Risulta ancora più difficile incontrare lo zifio, che è leggermente più esteso del globicefalo e può pesare sino a 3 tonnellate. Non è confidente con le imbarcazioni e si può immergere sino a 2000 metri in profondità trattenendo il fiato sino a circa 40 minuti. Altrettanto difficoltoso è l’incontro con il grampo, benché viva nelle medesime aree del delfino comune: le sue dimensioni  possono arrivare a più di 4 metri con un peso che si aggira intorno ai 600 kg. Non è il campione della profondità, ma può in ogni caso scendere sino a 800 metri con un’apnea pari a 10 minuti, dandoci un’indice anche della sua velocità di immersione ed emersione.

Il capodoglio è il nostro pezzo da novanta: è facilmente riconoscibile per la sua testona piatta e lo sfiato dall’inclinazione particolare. Sarebbe teoricamente identificabile anche a grande distanza, ma nonostante le premesse, la sua diffidenza rende gli incontri molto, molto rari. Le dimensioni sono davvero notevoli: può raggiungere i 21 metri e una massa pari a 57 tonnellate; si immerge a grandissime profondità, sino a 3000 metri sotto la superficie, per questo la sua apnea supera abbondantemente le due ore.

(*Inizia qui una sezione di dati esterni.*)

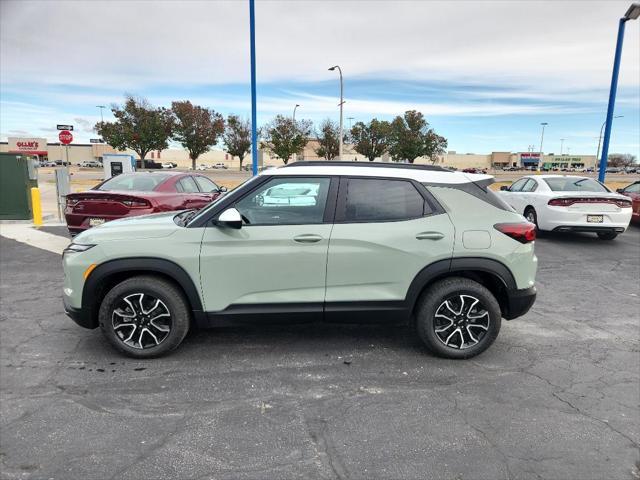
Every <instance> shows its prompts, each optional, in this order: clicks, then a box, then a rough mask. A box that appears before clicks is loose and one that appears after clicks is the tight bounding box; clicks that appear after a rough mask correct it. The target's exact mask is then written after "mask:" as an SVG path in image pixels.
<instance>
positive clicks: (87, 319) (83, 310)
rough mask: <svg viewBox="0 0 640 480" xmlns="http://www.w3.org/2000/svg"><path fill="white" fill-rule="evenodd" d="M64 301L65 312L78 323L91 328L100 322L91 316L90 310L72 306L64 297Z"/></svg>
mask: <svg viewBox="0 0 640 480" xmlns="http://www.w3.org/2000/svg"><path fill="white" fill-rule="evenodd" d="M62 303H63V304H64V313H66V314H67V316H68V317H69V318H70V319H71V320H73V321H74V322H76V323H77V324H78V325H80V326H81V327H84V328H91V329H93V328H97V327H98V322H97V321H95V320H94V319H92V318H91V315H90V312H88V311H87V310H86V309H82V308H74V307H72V306H71V305H69V302H68V301H67V299H66V298H64V297H63V298H62Z"/></svg>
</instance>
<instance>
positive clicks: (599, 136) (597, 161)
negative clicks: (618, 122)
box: [596, 115, 624, 166]
mask: <svg viewBox="0 0 640 480" xmlns="http://www.w3.org/2000/svg"><path fill="white" fill-rule="evenodd" d="M622 117H624V115H616V116H615V117H613V118H622ZM606 123H607V121H606V120H605V121H604V122H602V126H601V127H600V135H599V136H598V149H597V150H596V166H597V163H598V157H599V156H600V144H601V142H602V130H604V126H605V124H606Z"/></svg>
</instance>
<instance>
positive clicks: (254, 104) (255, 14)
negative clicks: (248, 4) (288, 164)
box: [249, 0, 258, 176]
mask: <svg viewBox="0 0 640 480" xmlns="http://www.w3.org/2000/svg"><path fill="white" fill-rule="evenodd" d="M249 37H250V38H249V40H250V43H251V160H252V169H251V173H253V175H254V176H256V175H257V174H258V118H257V117H258V113H257V111H258V109H257V107H256V7H255V0H249Z"/></svg>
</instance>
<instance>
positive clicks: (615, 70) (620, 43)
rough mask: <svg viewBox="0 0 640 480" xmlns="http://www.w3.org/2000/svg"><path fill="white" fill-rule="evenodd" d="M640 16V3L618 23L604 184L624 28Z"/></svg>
mask: <svg viewBox="0 0 640 480" xmlns="http://www.w3.org/2000/svg"><path fill="white" fill-rule="evenodd" d="M639 16H640V3H633V4H631V6H630V7H629V9H628V10H627V12H626V13H625V14H624V17H622V18H621V19H620V20H619V21H618V38H617V41H616V53H615V54H614V56H613V72H612V73H611V88H610V90H609V105H608V107H607V120H606V121H605V129H604V141H603V143H602V159H601V160H600V171H599V172H598V180H599V181H600V182H601V183H604V177H605V173H606V171H607V157H608V156H609V140H611V126H612V125H613V110H614V108H615V104H616V91H617V90H618V73H619V72H620V58H621V57H622V42H623V40H624V27H625V24H626V23H627V22H628V21H629V20H636V19H637V18H638V17H639Z"/></svg>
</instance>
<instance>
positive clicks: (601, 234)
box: [598, 232, 618, 240]
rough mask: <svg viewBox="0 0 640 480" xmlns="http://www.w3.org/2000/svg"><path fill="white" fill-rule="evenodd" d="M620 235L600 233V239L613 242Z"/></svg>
mask: <svg viewBox="0 0 640 480" xmlns="http://www.w3.org/2000/svg"><path fill="white" fill-rule="evenodd" d="M617 236H618V234H617V233H616V232H598V238H599V239H600V240H613V239H614V238H616V237H617Z"/></svg>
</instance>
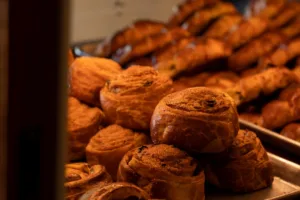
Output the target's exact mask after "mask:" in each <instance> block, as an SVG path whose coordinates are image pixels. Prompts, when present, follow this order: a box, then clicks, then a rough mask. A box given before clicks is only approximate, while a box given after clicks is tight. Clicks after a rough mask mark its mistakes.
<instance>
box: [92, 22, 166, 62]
mask: <svg viewBox="0 0 300 200" xmlns="http://www.w3.org/2000/svg"><path fill="white" fill-rule="evenodd" d="M164 28H165V24H163V23H162V22H158V21H151V20H137V21H135V22H133V23H132V24H131V25H129V26H127V27H125V28H124V29H123V30H120V31H119V32H117V33H116V34H114V35H113V36H112V37H111V38H108V39H107V40H105V41H104V42H102V43H101V44H100V45H99V46H98V47H97V49H96V55H97V56H100V57H108V56H110V55H111V54H113V53H115V52H116V51H117V50H118V49H119V48H122V47H124V46H125V45H128V44H129V45H132V44H134V43H136V42H138V41H139V40H141V39H143V38H145V37H147V36H150V35H154V34H157V33H160V32H161V31H162V30H163V29H164Z"/></svg>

Finalmente è il momento di citare la balenottera comune. Non è facile incontrarla, ma è possibile, e il solo pensarci, equivale a evocare un mito. Il suo comportamento è schivo, ma senza paura o aggressività. Può arrivare a una lunghezza pari a 27 metri e un peso massimo di 80 tonnellate. In pratica se prendessimo il toro più grande al mondo, servirebbero 55 esemplari per pareggiarne la massa… Ha un’apnea che supera di poco i 25 minuti e si può immergere mediamente sino a circa 500 metri di profondità.

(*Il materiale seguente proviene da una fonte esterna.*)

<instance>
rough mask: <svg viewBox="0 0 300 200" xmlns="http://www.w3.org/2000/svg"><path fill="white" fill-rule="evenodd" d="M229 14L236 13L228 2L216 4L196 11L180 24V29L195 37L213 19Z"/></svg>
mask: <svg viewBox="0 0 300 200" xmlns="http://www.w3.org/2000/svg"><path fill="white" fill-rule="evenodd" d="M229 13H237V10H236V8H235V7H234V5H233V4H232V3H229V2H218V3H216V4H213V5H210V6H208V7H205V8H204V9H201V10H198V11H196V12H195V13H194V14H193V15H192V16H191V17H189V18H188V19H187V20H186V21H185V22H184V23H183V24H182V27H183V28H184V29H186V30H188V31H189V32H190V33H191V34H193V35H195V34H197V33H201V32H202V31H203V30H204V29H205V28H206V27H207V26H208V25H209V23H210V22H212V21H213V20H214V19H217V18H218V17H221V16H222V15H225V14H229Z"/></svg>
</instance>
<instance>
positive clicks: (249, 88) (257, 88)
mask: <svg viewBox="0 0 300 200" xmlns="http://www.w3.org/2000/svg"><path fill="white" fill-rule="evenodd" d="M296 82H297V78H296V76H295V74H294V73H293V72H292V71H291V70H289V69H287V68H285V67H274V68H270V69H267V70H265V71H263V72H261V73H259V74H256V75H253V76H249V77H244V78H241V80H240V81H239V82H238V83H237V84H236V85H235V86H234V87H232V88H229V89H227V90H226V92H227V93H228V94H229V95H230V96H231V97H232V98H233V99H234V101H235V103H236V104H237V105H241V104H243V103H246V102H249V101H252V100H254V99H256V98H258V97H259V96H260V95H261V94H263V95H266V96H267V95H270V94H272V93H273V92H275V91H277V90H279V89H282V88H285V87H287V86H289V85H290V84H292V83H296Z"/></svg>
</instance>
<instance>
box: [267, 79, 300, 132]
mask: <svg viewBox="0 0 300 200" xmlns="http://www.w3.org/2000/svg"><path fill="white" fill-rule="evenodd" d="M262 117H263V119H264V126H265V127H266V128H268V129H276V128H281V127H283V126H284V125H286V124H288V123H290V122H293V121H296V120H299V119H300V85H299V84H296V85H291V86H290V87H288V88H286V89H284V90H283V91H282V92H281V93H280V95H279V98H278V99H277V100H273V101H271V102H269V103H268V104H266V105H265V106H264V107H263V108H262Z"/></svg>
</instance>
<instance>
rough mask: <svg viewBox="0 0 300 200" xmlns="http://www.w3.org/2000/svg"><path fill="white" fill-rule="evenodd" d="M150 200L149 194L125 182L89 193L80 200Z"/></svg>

In questi anni ho incontrato molti di loro, a centinaia, e li ho confrontati mentalmente con altri esemplari stupefacenti di cui avevo fruito molte volte in giro per il mondo. Islanda, Groenlandia e in diversi altri luoghi; orche, megattere… sono animali semplicemente incredibili e ti permettono di capire quanto ogni areale sia un universo a sé.

Avrei decine di storie da raccontare, una più bella e curiosa dell’altra, ma in questo caso, questa volta, mi fermo qui, perché ognuno possa immaginare il proprio viaggio, raggiunto dal richiamo e dal respiro dei flutti.

“Il mare concederà a ognuno le proprie speranze, come il sonno porta i sogni”. (Cristoforo Colombo).